If you are lucky you might find a beater 18 for less than a grand. Part it out and you should get free rudders for your Wave.
Thanks for responding Jack.
I have fond memories of skippering your 20 flying your spinny 3 up off Sandy Hook the day after a SHBCC Statue Race. I wanted to confirm that I was on the right track before I invested in parts that would not work together. Not that I have found them yet.
By the way I really liked the 10 to 1 mainsheet on your boat and although I tied to replicate it with an 8 to 1 setup I'm not happy with it. It could be lack of maintenance though.
I think the rudder castings on the Wave are a little newer, there are some fitting issues with the gudgeons depending on 1 piece or 2 piece. Just double check before you buy-shame the style you are looking for, post 87' w/ Miracle-20 connectors to the crossbar are also the most expensive and darn near impossible to find used. There's a reason your boat was cheap! I might suggest the EPO rudders as well, they are a fair bit nicer feeling than the plastic variety.
Be careful modifying mainsheet systems. If it feels unhappy it probably is. We blew up a 8:1 mainsheet system adding a 9:1 purchase block while offshore in a leg of the Tybee 500 (I forget which, we broke a lot of stuff) on the N20. Harken was fantastic and replaced the damaged bits but I recommend using as designed.
I have fond memories of skippering your 20 flying your spinny 3 up off Sandy Hook the day after a SHBCC Statue Race. I wanted to confirm that I was on the right track before I invested in parts that would not work together. Not that I have found them yet.
Still want to get back and do another Liberty Race. Perhaps on the Wave with spinny!
The 20 has different rudder blades than the others, but EPOs are nice if you want y to spend the $$$. You don't need them to be competitive.
All the castings will work. Tiller arm tubes are the main difference boat-to-boat.
You can tell the year by the end of the serial numbers.
The old style rudders fit just fine on the EZ-Lock style pins.
You can't put EZs on the older boats without changing the pins.
I have a pretty new boat, with a really old rudder system (came off an old Wave, so they weren't ancient). It does not (yet) have the Miracle-style connectors, and it is a pain to manage without them (installing, removing, storage). That will be my next upgrade.

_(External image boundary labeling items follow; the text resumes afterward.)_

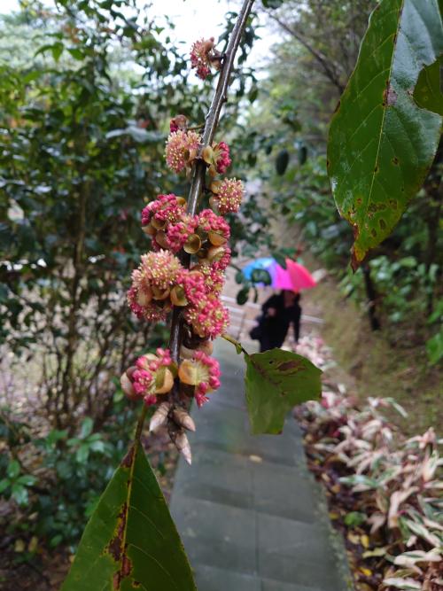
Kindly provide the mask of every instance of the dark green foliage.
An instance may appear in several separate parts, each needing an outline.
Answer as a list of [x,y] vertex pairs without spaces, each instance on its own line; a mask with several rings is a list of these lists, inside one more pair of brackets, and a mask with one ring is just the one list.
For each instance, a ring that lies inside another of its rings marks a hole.
[[[113,398],[113,418],[94,430],[85,418],[74,437],[66,429],[30,435],[13,415],[2,410],[0,428],[25,434],[2,455],[0,495],[18,505],[13,520],[2,517],[8,534],[36,536],[49,548],[75,545],[105,483],[124,455],[136,422],[120,390]],[[9,459],[8,459],[9,458]],[[35,458],[39,461],[35,463]],[[7,519],[6,521],[4,521]]]
[[59,429],[79,407],[105,416],[105,372],[140,351],[146,332],[125,300],[148,244],[140,210],[182,191],[162,154],[186,62],[152,21],[136,24],[130,4],[59,2],[44,19],[37,6],[35,57],[0,62],[0,341],[38,358],[39,395]]

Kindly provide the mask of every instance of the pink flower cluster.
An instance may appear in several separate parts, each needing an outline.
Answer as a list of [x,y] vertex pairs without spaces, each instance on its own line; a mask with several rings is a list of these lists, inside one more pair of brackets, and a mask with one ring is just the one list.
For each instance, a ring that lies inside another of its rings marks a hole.
[[217,209],[222,214],[238,211],[245,194],[241,181],[236,178],[223,179],[220,183],[213,183],[211,189]]
[[207,372],[207,378],[198,385],[194,393],[197,404],[201,407],[208,400],[206,393],[220,387],[220,365],[203,351],[196,351],[193,359],[200,366],[202,373]]
[[159,195],[142,211],[142,229],[152,237],[152,248],[178,253],[198,226],[197,218],[186,214],[185,200],[173,193]]
[[200,141],[201,137],[196,131],[179,128],[173,131],[167,138],[165,152],[169,168],[176,173],[190,170],[197,157]]
[[[221,64],[213,38],[194,43],[191,65],[198,76],[205,78],[212,66]],[[219,364],[208,354],[212,339],[226,330],[229,320],[220,298],[231,256],[230,229],[222,215],[238,210],[244,188],[235,178],[214,180],[231,164],[229,145],[219,142],[204,146],[201,142],[188,128],[186,117],[176,115],[170,121],[165,157],[175,173],[189,173],[197,159],[206,163],[213,209],[190,215],[185,199],[170,193],[159,195],[142,211],[142,228],[152,238],[152,250],[142,255],[132,273],[128,305],[139,319],[148,322],[166,320],[174,307],[181,307],[186,334],[178,365],[168,350],[158,349],[155,354],[139,357],[121,377],[128,398],[143,399],[148,405],[169,393],[175,382],[180,384],[181,395],[194,396],[198,406],[220,386]],[[183,261],[190,257],[194,258],[187,268]]]

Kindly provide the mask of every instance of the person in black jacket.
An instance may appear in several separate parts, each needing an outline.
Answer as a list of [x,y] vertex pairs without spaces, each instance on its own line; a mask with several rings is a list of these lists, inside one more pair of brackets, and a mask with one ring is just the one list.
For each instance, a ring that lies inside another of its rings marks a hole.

The old castings fit just fine on the new pintles. Those pintles are a MAJOR pain to remove, and not cheap to replace, so don't bother. All you need to do is add a spacer between the top of the casting and the keeper pin hole. I use some wooden drawer pulls from Home Depot, drilled out and shaved down to size. Works great.

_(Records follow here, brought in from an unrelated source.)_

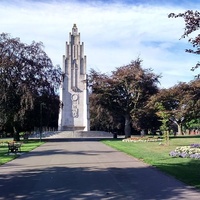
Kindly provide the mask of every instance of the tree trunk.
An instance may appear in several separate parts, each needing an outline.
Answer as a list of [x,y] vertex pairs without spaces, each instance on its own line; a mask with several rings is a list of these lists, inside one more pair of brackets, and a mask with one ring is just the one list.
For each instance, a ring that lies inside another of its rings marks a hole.
[[125,138],[131,137],[131,118],[129,114],[125,115],[124,132],[125,132]]

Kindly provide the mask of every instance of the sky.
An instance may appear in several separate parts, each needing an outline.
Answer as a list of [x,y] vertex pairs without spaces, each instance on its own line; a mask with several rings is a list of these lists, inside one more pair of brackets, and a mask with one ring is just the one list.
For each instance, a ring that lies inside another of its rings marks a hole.
[[[42,42],[54,65],[62,67],[65,43],[76,24],[84,42],[87,72],[109,74],[138,57],[144,69],[160,74],[160,88],[194,79],[198,55],[182,18],[170,13],[200,11],[199,0],[0,0],[0,33],[21,42]],[[195,33],[196,34],[196,33]]]

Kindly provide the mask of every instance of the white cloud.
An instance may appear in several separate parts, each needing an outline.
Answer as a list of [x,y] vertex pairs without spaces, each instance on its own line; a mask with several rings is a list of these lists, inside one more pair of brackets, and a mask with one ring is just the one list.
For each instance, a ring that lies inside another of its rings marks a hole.
[[54,64],[62,65],[65,41],[76,23],[85,43],[88,70],[110,72],[139,56],[144,68],[162,73],[162,87],[193,78],[189,69],[198,57],[185,53],[187,40],[179,40],[184,22],[167,17],[185,8],[119,2],[8,2],[0,3],[0,31],[26,43],[42,41]]

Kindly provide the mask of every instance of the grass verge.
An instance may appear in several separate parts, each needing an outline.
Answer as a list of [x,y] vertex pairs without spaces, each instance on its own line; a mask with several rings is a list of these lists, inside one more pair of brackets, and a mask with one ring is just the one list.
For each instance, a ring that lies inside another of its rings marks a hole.
[[[14,154],[14,153],[10,153],[8,154],[8,147],[7,147],[7,143],[6,142],[11,142],[11,139],[6,139],[6,140],[0,140],[0,165],[3,165],[17,157],[19,157],[20,155]],[[22,143],[21,146],[21,153],[27,153],[33,149],[35,149],[36,147],[44,144],[44,142],[40,142],[40,140],[28,140],[28,141],[20,141]]]
[[102,142],[200,189],[200,159],[172,158],[169,156],[169,153],[177,146],[200,143],[200,136],[172,137],[169,145],[159,145],[159,142],[122,142],[122,139],[105,139]]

For the Madcatter this year, I finally installed my new rudders. These were white racing rudders from a H16, which were bought as spares jest before the new EPOs hit the market, but were never used. The H16 holes were filled with Marine Tex, and the rudders were redrilled to H17 specs. This worked much, much better than the old plastic ones that came with the castings (which weren't even the same color).
I added a tiller last year, and I am having a love/hate relationship with that. Takes me 3-4 races before I remember not to try to throw it around the back like on the H16. That does not make for good tacks...

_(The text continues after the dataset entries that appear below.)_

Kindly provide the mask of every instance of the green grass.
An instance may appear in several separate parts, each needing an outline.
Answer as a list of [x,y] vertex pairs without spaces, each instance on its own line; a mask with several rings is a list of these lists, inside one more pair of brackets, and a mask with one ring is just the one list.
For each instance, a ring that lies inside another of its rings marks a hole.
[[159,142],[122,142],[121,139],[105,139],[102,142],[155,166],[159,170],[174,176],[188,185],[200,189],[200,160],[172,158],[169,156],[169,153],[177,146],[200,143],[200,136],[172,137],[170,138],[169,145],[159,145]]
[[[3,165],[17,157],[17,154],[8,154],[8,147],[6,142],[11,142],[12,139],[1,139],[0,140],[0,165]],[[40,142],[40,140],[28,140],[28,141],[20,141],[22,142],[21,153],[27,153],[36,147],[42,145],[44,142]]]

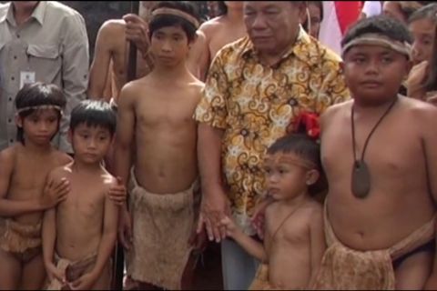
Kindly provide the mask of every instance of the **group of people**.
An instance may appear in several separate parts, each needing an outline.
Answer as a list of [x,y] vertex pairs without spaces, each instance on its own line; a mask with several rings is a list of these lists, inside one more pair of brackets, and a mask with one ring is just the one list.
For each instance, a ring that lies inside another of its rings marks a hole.
[[79,14],[0,5],[0,289],[113,288],[117,242],[126,289],[189,289],[206,240],[227,290],[437,287],[437,5],[340,56],[317,2],[225,5],[106,22],[89,80]]

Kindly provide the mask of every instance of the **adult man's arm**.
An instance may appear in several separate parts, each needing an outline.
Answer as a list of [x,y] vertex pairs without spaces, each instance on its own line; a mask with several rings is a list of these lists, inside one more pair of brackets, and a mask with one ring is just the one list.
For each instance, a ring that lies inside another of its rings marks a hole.
[[110,71],[110,61],[114,46],[114,37],[117,29],[111,21],[103,24],[97,33],[94,59],[89,71],[89,85],[87,95],[91,99],[102,99],[109,101],[111,96],[105,96],[105,86]]
[[62,83],[66,105],[61,122],[59,148],[71,153],[71,146],[66,139],[70,114],[86,98],[88,86],[88,36],[82,15],[77,13],[65,18],[61,37]]

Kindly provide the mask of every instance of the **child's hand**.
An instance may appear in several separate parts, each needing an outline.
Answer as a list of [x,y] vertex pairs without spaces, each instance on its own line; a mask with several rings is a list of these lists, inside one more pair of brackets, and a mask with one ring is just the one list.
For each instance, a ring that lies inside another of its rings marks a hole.
[[66,178],[58,182],[50,180],[46,184],[40,204],[44,209],[52,208],[66,200],[68,192],[70,192],[70,183]]
[[49,282],[51,282],[54,279],[56,279],[62,284],[66,284],[66,274],[61,270],[57,269],[55,265],[53,264],[47,265],[46,266],[46,269],[47,270],[47,276],[48,276]]
[[86,273],[77,280],[68,283],[68,286],[71,290],[91,290],[97,279],[93,273]]
[[230,237],[234,237],[239,230],[235,225],[234,221],[229,216],[225,216],[220,220],[220,226],[226,229],[226,236]]
[[117,177],[117,185],[111,186],[109,189],[108,196],[109,199],[111,199],[118,206],[121,206],[125,204],[127,195],[126,192],[126,187],[119,176]]

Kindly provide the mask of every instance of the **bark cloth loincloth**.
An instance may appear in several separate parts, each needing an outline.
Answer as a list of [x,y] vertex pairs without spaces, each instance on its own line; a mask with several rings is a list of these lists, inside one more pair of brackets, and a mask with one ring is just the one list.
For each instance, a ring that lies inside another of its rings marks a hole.
[[41,222],[25,225],[5,219],[1,222],[0,234],[0,248],[12,254],[23,264],[42,253]]
[[180,289],[192,247],[193,189],[152,194],[138,186],[131,173],[129,209],[133,247],[127,256],[127,276],[166,289]]
[[[97,260],[97,253],[84,257],[83,259],[72,262],[66,258],[61,258],[57,254],[55,254],[55,265],[56,268],[66,275],[66,280],[67,282],[73,282],[86,273],[89,273],[94,268]],[[109,267],[107,267],[105,271],[109,271]],[[109,283],[109,282],[108,282]],[[64,284],[57,280],[53,279],[47,285],[46,290],[70,290],[66,284]]]
[[390,248],[357,251],[336,237],[324,211],[328,245],[320,268],[311,286],[316,290],[394,290],[393,261],[426,245],[434,237],[435,216]]

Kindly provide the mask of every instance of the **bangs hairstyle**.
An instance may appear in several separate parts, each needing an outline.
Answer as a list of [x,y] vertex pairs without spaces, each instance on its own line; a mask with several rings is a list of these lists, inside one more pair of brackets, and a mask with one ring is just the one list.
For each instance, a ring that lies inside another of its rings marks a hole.
[[355,38],[366,34],[379,34],[393,41],[412,43],[412,37],[405,25],[387,15],[377,15],[360,20],[348,29],[341,40],[341,48]]
[[85,100],[71,112],[70,130],[72,132],[85,124],[86,126],[101,126],[114,135],[117,129],[117,115],[111,105],[105,101]]
[[328,188],[326,177],[321,167],[320,146],[307,135],[298,133],[282,136],[269,147],[267,154],[294,154],[303,160],[314,164],[316,166],[315,169],[320,173],[320,177],[315,184],[309,186],[310,194],[314,196]]
[[[38,111],[37,107],[39,106],[52,105],[64,109],[66,107],[66,96],[58,86],[53,84],[45,84],[41,82],[24,85],[23,88],[18,91],[15,97],[15,108],[17,111],[19,111],[18,115],[21,119],[25,119],[25,117]],[[22,110],[27,107],[29,109]],[[61,112],[57,112],[59,123],[61,120]],[[17,126],[16,140],[23,145],[25,144],[24,134],[23,127]]]
[[[155,5],[153,11],[158,8],[178,9],[190,15],[198,21],[199,19],[196,6],[188,1],[160,1]],[[152,16],[152,20],[148,24],[148,37],[151,38],[155,31],[168,26],[180,26],[186,33],[187,38],[189,42],[193,42],[196,38],[196,31],[198,28],[187,19],[173,15],[158,15]]]

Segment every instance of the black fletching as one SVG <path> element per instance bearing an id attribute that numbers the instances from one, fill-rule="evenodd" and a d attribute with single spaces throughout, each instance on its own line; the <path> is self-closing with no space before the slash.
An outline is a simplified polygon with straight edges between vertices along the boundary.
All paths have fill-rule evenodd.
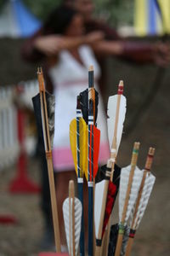
<path id="1" fill-rule="evenodd" d="M 55 97 L 53 95 L 45 92 L 46 102 L 47 102 L 47 111 L 48 111 L 48 129 L 49 137 L 51 141 L 51 147 L 53 145 L 53 139 L 54 135 L 54 108 L 55 108 Z M 41 145 L 44 148 L 44 139 L 43 139 L 43 130 L 42 124 L 42 112 L 41 112 L 41 102 L 40 102 L 40 94 L 32 97 L 32 102 L 34 107 L 34 113 L 36 116 L 36 122 L 38 132 L 38 140 Z"/>
<path id="2" fill-rule="evenodd" d="M 80 104 L 82 113 L 82 117 L 88 125 L 88 89 L 86 89 L 80 93 Z M 95 116 L 94 122 L 96 123 L 98 116 L 99 93 L 95 90 Z"/>

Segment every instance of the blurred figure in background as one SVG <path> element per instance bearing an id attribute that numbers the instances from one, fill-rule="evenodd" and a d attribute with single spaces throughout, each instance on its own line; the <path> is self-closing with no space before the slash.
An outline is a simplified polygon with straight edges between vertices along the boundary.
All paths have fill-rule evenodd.
<path id="1" fill-rule="evenodd" d="M 74 101 L 72 105 L 74 106 L 72 108 L 73 116 L 70 115 L 70 118 L 72 119 L 75 117 L 76 113 L 75 96 L 87 87 L 87 70 L 89 65 L 94 65 L 96 79 L 99 79 L 99 67 L 94 58 L 92 49 L 98 60 L 101 60 L 101 58 L 103 59 L 103 57 L 106 55 L 114 55 L 131 61 L 137 61 L 138 62 L 154 62 L 159 65 L 165 65 L 169 61 L 169 49 L 166 44 L 133 43 L 122 40 L 114 29 L 104 22 L 93 18 L 94 4 L 91 0 L 67 0 L 64 2 L 64 5 L 65 7 L 57 9 L 49 15 L 47 22 L 41 30 L 31 38 L 27 40 L 23 47 L 23 55 L 25 59 L 31 61 L 42 61 L 47 89 L 50 92 L 54 90 L 56 95 L 56 111 L 58 113 L 56 114 L 60 116 L 61 121 L 64 120 L 62 117 L 65 115 L 68 111 L 66 110 L 66 107 L 68 107 L 68 103 L 66 102 L 68 98 L 61 98 L 60 95 L 60 91 L 62 91 L 62 90 L 60 90 L 61 87 L 65 88 L 66 84 L 65 90 L 65 95 L 67 95 L 68 86 L 72 87 L 75 85 L 75 79 L 79 80 L 79 91 L 77 90 L 74 91 L 74 86 L 72 87 L 72 93 L 74 95 L 72 97 Z M 73 11 L 72 9 L 76 11 Z M 77 12 L 79 12 L 81 15 L 77 15 Z M 74 16 L 76 16 L 76 18 Z M 96 31 L 98 31 L 98 32 Z M 84 33 L 86 34 L 84 35 Z M 89 47 L 82 46 L 84 44 L 88 44 L 91 49 Z M 100 61 L 100 65 L 101 64 Z M 102 74 L 104 74 L 103 68 Z M 105 79 L 103 79 L 104 76 L 102 76 L 102 80 L 104 81 Z M 84 81 L 82 82 L 82 79 Z M 80 84 L 82 84 L 81 85 Z M 101 89 L 102 84 L 105 84 L 105 83 L 100 83 Z M 64 102 L 65 100 L 65 102 Z M 63 108 L 63 113 L 60 111 L 62 110 L 61 108 Z M 59 112 L 60 112 L 60 113 L 59 113 Z M 60 132 L 57 129 L 60 128 L 57 127 L 60 125 L 58 116 L 55 116 L 55 120 L 56 137 L 54 138 L 54 147 L 55 142 L 56 145 L 60 143 L 58 141 L 60 135 L 58 134 L 59 137 L 57 135 L 57 132 Z M 69 127 L 68 120 L 66 125 Z M 65 124 L 60 123 L 60 125 L 62 128 Z M 62 129 L 60 132 L 62 132 Z M 69 143 L 68 136 L 63 140 L 63 146 L 65 142 L 66 144 Z M 40 148 L 42 148 L 41 145 Z M 40 149 L 40 151 L 42 149 Z M 68 169 L 74 169 L 73 165 L 71 165 L 67 157 L 69 153 L 67 152 L 67 155 L 64 155 L 63 158 L 64 151 L 62 153 L 62 150 L 59 151 L 59 148 L 54 149 L 54 151 L 58 155 L 58 158 L 55 158 L 55 156 L 54 158 L 55 169 L 57 169 L 57 171 L 65 171 L 65 174 L 63 174 L 63 172 L 58 172 L 56 179 L 57 189 L 62 193 L 62 198 L 60 196 L 61 194 L 57 193 L 57 196 L 60 195 L 60 198 L 58 198 L 58 202 L 60 203 L 59 208 L 61 208 L 62 201 L 67 196 L 68 186 L 65 185 L 65 183 L 75 176 L 75 173 L 74 172 L 67 172 Z M 45 236 L 43 242 L 48 242 L 53 237 L 53 228 L 48 178 L 44 154 L 43 158 L 41 159 L 42 170 L 42 205 L 46 220 L 47 236 Z M 62 159 L 64 162 L 60 163 L 59 160 Z M 66 160 L 68 160 L 68 163 L 65 162 Z M 60 216 L 62 218 L 61 212 Z M 64 238 L 62 238 L 62 242 L 65 242 Z"/>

Anyway, I learned most of what I know about these rudders from Jim Glanden (and quite a bit of sailing tips from Mimi). I hope this shared info helps. Let us know how you make out.
Mike
The EZ LOC (current) rudder system is by far the least expensive replacement option and the dealer is correct... just over $1,061 (USA / USD / 5-2013) plus possible freight. Aluminum castings and rudders are far more expensive.
1 39524001 TILLER XBAR WAVE
EZ LOC
2 39312000 WAVE EZ LOC RUDDER ASSY
2 90880211 PINTLE UPR - EZ LOC
2 90880221 PINTLE LWR - EZ LOC
12 8030411 SCREW 12-24X3/4 LONG LOCK PHMS
Thanks to everybody that provided advice. Since I have not found a decent set of used rudders that I could re-purpose it looks like I will buy new. Now to figure out what I need to get the spinnaker that came (minus a pole) with the boat. This will be a hoot to sail this summer when I don't have my regular crew on the 20.
Surviving resort life is certainly the acid test of durability!
I switched to the old system on the new boat, but other than being able to raise a rudder, I doubt there's much improvement for racing. And when it's windy, there's no time for messing with lifting rudders!